Evaluate using a public dataset

Use authoritative public datasets to benchmark your model against industry standards.

Purpose: Compare models for selection, perform pre-release benchmark testing, and evaluate a model's general capabilities.
Configuration: Select Evaluate with Public Dataset and choose one or more datasets from the list.
Supported datasets:
- LiveCodeBench: Evaluates code processing capabilities.
- Math500: Evaluates mathematical reasoning capabilities (500 difficult math competition problems).
- AIME25: Evaluates mathematical reasoning capabilities (based on problems from the 2025 American Invitational Mathematics Examination).
- AIME24: Evaluates mathematical reasoning capabilities (based on problems from the 2024 American Invitational Mathematics Examination).
- CMMLU: Evaluates Chinese multi-disciplinary language understanding.
- MMLU: Evaluates English multi-disciplinary language understanding.
- C-Eval: Evaluates comprehensive Chinese language capabilities.
- GSM8K: Evaluates mathematical reasoning capabilities.
- HellaSwag: Evaluates commonsense reasoning capabilities.
- TruthfulQA: Evaluates truthfulness.

Task management

Manage evaluation task lifecycle on the Model Evaluation page.

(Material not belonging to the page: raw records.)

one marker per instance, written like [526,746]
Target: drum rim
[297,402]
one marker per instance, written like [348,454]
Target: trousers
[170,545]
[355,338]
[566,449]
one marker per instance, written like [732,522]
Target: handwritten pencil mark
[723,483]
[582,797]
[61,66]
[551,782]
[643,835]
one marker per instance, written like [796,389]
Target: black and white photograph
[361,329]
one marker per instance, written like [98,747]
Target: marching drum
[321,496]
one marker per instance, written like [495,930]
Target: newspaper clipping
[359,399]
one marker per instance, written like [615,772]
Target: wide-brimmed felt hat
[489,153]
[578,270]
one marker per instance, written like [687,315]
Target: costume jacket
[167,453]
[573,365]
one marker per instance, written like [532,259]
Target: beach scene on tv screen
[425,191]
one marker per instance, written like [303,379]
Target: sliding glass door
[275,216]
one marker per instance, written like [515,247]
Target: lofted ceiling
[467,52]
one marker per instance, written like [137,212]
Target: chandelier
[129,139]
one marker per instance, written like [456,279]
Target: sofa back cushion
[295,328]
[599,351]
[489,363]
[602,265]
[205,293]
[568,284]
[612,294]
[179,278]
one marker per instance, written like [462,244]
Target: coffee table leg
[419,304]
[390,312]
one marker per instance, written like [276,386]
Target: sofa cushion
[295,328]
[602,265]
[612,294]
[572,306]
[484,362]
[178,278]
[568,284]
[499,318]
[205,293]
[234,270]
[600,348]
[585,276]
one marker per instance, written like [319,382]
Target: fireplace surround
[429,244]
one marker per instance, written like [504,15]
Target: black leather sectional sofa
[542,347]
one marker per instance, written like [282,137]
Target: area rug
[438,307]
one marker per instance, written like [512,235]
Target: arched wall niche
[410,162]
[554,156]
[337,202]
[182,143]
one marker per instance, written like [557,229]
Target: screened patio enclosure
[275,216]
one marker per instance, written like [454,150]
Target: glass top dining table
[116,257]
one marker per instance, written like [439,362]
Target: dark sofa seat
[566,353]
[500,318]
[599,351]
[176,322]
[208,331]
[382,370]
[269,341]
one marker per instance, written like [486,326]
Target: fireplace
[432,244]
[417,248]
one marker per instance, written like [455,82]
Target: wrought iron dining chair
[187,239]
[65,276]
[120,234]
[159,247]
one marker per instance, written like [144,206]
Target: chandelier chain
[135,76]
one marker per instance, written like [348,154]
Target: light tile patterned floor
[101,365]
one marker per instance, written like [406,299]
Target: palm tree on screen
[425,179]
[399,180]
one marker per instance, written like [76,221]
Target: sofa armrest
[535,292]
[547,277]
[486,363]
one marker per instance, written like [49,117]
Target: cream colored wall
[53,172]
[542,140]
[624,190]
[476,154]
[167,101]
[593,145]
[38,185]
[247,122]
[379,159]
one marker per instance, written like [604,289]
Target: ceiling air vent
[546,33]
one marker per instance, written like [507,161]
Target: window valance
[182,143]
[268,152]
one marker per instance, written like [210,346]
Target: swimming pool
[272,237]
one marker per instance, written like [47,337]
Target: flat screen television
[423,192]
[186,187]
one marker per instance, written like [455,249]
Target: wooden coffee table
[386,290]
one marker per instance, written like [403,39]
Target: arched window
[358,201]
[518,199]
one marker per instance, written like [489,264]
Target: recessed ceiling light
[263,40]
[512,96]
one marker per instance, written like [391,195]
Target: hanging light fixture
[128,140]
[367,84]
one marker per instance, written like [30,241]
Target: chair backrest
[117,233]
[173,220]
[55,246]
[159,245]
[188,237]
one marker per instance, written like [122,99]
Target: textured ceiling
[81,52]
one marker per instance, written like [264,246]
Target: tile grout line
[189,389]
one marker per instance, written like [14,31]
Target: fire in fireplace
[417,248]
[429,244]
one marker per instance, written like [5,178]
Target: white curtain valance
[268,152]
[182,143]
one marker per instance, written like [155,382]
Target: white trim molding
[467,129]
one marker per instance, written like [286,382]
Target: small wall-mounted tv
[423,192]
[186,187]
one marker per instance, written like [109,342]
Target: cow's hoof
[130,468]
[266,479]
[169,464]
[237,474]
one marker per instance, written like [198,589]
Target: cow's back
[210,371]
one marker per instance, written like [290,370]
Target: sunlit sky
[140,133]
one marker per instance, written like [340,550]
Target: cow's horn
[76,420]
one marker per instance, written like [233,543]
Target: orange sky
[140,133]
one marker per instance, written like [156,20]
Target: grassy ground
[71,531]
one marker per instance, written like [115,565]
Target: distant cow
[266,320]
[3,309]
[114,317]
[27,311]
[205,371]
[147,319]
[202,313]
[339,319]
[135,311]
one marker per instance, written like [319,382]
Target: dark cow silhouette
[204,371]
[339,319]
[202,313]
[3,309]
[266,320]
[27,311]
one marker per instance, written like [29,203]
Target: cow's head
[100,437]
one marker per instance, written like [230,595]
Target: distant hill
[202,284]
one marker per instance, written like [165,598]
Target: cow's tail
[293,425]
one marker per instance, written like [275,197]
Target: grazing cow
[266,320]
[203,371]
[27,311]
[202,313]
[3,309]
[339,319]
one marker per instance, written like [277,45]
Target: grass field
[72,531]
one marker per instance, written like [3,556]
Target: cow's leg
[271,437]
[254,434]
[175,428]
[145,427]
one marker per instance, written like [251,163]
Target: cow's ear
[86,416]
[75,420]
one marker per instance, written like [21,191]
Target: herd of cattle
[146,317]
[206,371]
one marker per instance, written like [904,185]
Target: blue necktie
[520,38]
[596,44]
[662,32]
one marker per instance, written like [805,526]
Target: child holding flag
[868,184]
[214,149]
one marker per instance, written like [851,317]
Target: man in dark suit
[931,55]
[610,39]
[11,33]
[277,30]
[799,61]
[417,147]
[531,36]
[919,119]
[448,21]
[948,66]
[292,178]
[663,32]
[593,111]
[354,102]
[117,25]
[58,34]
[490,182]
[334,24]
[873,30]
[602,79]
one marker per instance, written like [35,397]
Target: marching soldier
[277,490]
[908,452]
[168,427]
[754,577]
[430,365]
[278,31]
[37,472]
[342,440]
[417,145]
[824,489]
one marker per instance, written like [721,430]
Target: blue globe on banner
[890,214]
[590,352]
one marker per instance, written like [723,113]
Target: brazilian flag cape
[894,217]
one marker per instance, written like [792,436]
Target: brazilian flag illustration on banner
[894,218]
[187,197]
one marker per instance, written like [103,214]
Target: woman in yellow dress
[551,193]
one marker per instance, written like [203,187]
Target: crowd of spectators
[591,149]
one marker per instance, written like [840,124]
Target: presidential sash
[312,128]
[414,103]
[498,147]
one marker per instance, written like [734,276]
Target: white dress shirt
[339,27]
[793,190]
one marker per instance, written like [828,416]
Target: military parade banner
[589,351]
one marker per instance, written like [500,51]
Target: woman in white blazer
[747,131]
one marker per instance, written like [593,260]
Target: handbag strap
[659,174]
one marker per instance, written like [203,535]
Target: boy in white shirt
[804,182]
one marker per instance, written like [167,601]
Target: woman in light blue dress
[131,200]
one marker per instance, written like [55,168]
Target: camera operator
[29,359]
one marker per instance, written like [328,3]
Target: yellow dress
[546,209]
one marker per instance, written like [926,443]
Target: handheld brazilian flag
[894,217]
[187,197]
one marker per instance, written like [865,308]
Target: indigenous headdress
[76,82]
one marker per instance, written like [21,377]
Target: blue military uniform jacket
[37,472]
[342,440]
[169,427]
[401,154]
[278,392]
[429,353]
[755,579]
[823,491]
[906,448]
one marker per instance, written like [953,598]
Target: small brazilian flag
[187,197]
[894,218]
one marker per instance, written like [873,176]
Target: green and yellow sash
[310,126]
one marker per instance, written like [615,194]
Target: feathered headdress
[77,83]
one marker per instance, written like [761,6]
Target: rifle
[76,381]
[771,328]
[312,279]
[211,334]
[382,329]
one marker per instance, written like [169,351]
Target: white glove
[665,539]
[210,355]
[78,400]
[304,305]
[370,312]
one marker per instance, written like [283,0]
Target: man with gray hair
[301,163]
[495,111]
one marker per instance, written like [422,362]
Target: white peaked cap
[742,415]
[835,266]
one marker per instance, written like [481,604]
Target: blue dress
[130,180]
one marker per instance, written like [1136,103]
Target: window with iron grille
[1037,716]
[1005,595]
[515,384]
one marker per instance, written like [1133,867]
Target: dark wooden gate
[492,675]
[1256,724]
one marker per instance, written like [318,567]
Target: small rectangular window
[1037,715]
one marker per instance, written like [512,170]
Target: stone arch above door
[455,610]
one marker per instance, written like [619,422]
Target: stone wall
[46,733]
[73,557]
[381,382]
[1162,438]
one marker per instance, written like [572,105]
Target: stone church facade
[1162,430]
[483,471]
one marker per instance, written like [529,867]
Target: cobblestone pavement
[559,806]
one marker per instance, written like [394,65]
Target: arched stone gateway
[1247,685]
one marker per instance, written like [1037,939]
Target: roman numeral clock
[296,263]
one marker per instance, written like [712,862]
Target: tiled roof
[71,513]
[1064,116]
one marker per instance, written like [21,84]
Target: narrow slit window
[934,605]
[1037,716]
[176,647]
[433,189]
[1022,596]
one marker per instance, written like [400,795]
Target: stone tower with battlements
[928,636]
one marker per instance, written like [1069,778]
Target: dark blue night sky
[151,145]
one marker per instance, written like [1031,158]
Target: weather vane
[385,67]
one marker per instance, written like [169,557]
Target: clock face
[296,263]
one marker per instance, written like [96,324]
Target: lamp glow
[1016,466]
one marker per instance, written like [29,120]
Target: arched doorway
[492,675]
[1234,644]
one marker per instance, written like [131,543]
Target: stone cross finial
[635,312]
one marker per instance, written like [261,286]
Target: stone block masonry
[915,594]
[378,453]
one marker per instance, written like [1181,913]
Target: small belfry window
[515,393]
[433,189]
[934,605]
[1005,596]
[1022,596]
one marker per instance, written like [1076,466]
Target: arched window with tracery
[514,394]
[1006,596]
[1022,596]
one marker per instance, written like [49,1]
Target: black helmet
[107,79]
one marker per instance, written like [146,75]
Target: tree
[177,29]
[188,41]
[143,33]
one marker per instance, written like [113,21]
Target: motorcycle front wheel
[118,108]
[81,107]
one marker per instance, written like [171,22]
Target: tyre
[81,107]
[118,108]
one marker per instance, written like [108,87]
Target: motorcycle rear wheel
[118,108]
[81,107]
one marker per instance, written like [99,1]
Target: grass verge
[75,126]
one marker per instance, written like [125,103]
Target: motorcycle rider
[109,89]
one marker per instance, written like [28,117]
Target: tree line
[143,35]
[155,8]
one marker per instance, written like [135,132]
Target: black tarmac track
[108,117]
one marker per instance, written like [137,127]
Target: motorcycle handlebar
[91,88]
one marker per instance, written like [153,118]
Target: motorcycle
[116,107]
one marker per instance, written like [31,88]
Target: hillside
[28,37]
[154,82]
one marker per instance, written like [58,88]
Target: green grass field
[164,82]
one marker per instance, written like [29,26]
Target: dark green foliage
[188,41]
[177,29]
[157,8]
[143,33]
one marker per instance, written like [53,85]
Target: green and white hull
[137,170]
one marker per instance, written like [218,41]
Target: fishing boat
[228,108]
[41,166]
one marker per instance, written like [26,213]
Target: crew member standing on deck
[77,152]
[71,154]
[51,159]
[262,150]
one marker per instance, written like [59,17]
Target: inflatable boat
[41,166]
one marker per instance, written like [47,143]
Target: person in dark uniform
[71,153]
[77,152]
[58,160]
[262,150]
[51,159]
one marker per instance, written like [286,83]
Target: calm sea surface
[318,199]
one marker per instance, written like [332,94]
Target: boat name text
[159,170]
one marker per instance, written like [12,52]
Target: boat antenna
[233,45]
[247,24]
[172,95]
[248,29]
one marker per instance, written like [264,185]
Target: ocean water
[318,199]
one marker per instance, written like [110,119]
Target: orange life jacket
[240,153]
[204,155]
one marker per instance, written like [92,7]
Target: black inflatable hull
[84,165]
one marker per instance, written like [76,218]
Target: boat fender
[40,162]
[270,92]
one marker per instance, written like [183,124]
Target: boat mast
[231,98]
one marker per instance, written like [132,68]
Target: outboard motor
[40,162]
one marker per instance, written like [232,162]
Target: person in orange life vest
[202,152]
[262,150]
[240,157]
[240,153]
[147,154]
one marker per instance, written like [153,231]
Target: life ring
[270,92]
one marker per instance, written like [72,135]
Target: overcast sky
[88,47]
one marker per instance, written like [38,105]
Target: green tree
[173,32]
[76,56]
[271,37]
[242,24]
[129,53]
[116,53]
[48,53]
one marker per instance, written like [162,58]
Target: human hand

View Report: View the detailed evaluation report for Succeeded tasks.
Compare: Select two to five successful tasks to compare performance across metrics side-by-side.
Stop: Manually stop Running tasks. This is irreversible — the task cannot be resumed and consumed compute resources are not refunded.
Delete: Permanently deletes the task record.

Billing

ModelEval incurs the following costs:

Compute resources

Resource type

Billing method

Billable entity

Billing rule

Public resources

Pay-as-you-go

Actual runtime.

Bill amount = (Unit price / 60) × Service duration (in minutes)

Check instance unit prices on the console page.

Resource quota

Subscription

Quantity and duration of purchased node specifications.

Purchase dedicated resources with a subscription. Charges are based on the quantity and duration of node specifications. AI Compute Resource Billing.

LLM-as-a-Judge

LLM-as-a-Judge evaluation incurs additional fees.